Alguns lugares possuem “landmarks” capazes de inserí-los no mapa por si só, como torres Eiffels e Muralhas da China da vida. Mas isso não acontece com todos os lugares, não é verdade? E daí? o que fazer?

Acreditamos que assim como as marcas de consumo, os lugares também tem suas características distintivas, basta bom senso e esforço para localizá-las. Essas características podem ser estéticas, culturais, sociais, econômicas ou um conjunto delas. O place branding trata da potencialização dessas características, trabalhando estratégias e ações que envolverão seus moradores e governantes e servirão de “suporte” para uma mudança gráfica, como um novo logotipo da cidade, por exemplo.

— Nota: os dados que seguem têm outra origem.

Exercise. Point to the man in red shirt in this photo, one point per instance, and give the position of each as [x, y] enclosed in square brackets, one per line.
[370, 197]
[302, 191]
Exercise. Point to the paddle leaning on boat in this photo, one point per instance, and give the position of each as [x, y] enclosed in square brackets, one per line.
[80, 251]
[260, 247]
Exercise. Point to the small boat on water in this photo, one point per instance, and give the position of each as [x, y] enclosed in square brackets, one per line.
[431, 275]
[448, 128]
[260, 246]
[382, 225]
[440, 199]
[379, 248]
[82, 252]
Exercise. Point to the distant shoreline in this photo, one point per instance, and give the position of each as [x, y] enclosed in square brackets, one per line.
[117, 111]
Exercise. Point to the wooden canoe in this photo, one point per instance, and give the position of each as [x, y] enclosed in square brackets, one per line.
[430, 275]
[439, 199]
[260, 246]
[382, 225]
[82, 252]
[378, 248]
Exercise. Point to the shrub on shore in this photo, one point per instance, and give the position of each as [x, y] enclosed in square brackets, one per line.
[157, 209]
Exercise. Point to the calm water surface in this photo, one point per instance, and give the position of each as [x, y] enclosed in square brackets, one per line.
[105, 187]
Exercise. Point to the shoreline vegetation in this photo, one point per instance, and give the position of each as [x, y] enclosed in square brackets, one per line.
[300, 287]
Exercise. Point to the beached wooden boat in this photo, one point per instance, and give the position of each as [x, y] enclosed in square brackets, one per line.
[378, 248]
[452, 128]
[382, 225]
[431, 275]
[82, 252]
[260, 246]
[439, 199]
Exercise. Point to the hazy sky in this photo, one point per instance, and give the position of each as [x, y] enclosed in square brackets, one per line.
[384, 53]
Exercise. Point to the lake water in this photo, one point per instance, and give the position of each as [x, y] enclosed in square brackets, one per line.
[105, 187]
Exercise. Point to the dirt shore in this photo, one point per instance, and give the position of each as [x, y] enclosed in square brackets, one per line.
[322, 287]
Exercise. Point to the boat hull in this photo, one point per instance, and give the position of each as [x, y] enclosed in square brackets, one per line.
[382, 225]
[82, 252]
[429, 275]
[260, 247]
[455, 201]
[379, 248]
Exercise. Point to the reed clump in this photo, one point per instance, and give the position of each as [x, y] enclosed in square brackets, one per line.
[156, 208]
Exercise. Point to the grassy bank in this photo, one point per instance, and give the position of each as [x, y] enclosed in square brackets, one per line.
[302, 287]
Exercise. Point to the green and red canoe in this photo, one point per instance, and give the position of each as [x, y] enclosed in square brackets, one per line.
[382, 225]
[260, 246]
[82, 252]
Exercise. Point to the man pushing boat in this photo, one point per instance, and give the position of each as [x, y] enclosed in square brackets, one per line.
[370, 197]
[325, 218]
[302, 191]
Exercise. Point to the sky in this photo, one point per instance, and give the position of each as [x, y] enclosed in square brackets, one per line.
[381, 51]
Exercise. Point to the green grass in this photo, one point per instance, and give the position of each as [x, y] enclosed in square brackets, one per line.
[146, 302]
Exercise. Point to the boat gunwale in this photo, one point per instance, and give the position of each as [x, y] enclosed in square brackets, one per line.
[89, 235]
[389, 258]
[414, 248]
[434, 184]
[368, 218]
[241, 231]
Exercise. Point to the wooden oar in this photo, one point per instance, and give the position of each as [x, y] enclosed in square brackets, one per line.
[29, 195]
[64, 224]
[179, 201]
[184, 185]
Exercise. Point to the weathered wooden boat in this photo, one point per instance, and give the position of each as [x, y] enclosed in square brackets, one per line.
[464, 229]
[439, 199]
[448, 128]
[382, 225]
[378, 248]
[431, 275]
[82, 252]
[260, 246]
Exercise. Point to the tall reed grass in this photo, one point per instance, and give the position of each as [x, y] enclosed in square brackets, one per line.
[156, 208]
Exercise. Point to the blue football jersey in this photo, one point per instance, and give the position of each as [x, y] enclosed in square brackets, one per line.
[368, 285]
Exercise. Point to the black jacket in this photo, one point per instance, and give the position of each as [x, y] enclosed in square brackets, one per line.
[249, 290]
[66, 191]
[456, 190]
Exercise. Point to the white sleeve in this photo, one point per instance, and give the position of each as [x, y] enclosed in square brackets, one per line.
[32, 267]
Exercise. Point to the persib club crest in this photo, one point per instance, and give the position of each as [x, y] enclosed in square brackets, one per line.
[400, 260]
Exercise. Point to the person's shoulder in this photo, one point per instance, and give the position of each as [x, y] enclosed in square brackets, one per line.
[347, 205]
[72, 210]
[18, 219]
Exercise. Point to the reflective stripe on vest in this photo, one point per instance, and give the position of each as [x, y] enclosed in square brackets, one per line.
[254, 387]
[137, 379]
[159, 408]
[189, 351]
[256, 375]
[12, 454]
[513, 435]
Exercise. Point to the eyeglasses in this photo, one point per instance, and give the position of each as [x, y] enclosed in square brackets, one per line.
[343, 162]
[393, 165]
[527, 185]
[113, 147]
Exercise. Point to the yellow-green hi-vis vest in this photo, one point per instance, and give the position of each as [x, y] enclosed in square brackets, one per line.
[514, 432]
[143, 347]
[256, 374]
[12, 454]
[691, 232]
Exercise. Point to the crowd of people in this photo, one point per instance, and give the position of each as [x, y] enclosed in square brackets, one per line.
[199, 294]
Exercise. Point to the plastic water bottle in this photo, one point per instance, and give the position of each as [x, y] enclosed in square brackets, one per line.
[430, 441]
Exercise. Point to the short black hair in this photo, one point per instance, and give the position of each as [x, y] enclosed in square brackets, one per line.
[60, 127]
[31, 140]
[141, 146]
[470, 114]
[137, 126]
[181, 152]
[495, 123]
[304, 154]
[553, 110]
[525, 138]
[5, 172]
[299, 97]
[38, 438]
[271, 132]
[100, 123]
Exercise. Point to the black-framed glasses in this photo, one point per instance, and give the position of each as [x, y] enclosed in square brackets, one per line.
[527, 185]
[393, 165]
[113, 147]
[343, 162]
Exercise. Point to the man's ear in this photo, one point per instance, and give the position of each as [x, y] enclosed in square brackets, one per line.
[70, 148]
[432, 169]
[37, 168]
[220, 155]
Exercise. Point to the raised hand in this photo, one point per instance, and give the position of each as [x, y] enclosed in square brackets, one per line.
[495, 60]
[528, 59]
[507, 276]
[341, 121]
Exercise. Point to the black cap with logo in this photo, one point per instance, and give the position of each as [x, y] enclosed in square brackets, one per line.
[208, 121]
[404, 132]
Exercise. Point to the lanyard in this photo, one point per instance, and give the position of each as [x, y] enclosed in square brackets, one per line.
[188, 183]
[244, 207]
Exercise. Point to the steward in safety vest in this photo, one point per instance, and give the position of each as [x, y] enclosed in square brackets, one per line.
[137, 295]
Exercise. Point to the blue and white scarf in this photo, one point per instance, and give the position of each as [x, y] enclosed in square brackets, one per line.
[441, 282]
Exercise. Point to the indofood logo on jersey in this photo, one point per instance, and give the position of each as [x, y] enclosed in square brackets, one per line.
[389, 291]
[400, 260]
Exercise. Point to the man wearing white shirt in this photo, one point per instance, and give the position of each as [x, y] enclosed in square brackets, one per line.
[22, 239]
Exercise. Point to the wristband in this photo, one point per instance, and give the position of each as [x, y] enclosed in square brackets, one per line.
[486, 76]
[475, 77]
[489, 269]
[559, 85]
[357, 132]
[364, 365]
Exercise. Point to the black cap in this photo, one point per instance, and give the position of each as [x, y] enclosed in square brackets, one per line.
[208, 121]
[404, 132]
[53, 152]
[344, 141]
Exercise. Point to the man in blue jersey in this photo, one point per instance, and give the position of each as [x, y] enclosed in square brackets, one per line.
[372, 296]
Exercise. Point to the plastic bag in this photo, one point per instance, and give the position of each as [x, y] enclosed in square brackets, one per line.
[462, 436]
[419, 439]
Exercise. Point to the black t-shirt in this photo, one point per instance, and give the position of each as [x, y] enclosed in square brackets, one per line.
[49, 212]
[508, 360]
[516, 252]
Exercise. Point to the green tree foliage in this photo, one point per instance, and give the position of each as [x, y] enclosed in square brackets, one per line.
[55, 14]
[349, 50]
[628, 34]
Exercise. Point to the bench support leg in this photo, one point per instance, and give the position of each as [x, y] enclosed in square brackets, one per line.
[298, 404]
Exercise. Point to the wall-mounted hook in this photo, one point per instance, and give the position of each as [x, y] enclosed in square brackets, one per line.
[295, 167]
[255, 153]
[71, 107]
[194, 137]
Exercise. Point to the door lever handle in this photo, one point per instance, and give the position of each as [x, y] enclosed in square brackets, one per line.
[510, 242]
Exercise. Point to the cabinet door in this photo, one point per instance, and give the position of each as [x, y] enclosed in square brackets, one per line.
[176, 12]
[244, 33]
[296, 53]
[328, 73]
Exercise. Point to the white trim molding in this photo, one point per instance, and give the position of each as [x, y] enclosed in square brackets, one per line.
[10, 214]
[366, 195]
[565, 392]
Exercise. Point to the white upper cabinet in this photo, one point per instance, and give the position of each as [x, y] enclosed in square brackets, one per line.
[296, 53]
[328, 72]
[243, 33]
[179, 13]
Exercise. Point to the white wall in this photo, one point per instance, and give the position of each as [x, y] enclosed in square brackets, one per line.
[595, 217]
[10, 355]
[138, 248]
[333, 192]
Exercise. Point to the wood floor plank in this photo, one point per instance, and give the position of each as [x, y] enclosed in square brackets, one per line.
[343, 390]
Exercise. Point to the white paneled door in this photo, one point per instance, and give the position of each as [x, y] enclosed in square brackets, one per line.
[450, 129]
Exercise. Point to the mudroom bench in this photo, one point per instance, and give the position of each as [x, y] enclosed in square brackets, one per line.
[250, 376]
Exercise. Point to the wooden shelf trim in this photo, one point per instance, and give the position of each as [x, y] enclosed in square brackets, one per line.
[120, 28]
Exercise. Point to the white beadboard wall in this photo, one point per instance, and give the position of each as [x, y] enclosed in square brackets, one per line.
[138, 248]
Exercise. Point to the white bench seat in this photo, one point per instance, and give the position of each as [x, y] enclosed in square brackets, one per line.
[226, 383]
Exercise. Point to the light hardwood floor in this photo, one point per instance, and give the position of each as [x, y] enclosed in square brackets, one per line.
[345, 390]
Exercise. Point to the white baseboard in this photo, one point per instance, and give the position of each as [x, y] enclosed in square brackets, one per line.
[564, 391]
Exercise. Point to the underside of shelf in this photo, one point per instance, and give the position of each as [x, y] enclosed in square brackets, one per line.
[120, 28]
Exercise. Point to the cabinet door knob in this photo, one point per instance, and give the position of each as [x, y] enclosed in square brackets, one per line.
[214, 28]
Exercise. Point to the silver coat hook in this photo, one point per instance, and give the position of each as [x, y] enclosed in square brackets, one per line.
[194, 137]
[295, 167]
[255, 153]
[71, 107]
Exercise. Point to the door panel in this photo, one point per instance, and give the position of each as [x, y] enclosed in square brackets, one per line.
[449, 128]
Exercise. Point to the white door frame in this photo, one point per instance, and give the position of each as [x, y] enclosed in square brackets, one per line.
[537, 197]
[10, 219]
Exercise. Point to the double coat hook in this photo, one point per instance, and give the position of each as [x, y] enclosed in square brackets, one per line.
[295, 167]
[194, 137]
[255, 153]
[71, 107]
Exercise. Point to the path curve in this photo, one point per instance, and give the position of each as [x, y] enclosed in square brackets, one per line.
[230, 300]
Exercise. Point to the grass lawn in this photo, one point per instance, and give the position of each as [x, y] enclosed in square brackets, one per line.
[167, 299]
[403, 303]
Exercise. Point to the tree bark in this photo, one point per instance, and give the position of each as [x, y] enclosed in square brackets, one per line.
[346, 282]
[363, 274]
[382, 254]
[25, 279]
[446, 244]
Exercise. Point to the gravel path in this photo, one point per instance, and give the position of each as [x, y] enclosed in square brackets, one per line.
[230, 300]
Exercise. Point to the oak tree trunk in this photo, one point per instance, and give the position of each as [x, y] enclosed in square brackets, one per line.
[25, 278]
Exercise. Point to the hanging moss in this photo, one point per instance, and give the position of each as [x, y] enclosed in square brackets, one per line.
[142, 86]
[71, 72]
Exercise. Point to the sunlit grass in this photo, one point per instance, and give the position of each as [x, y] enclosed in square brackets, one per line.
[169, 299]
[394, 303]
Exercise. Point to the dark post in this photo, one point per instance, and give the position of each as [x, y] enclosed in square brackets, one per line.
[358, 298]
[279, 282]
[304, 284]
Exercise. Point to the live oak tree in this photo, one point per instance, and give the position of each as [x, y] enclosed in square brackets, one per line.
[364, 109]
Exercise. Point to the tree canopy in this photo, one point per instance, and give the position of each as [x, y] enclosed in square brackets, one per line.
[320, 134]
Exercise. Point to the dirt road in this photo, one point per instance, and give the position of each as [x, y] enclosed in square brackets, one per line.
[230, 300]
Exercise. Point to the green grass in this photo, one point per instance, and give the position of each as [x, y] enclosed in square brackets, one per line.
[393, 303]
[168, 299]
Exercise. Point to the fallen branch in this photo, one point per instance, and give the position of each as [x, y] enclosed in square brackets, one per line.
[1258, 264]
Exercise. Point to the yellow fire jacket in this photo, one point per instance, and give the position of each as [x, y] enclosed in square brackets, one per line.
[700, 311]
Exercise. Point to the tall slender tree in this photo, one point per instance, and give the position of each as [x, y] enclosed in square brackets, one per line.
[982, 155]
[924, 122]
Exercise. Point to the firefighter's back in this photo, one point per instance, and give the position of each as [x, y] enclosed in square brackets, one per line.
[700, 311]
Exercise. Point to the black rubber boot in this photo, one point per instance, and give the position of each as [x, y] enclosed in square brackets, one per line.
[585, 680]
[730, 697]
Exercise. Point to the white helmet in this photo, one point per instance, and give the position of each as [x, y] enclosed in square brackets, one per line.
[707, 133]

Assim como no branding tradicional, acreditamos que o place branding também deva ser fruto de processos colaborativos e participativos e não só resultado de uma votação entre propostas. Esse é um processo custoso e demorado, mas uma das formas de promover o envolvimento do maior número possível de pessoas de diferentes esferas como: poder público, empresários e população. Ninguém sabe mais sobre um lugar do que as pessoas que vivem nele ou “Community is the expert” como disse Fred Kent do PPS.

No fim do dia o Place Branding quer criar uma idéia comum ( e não única) que envolva, represente e fortaleça as características de um lugar com o objetivo de torná-lo único e com isso garantir seu “sucesso” e sua perpetuação.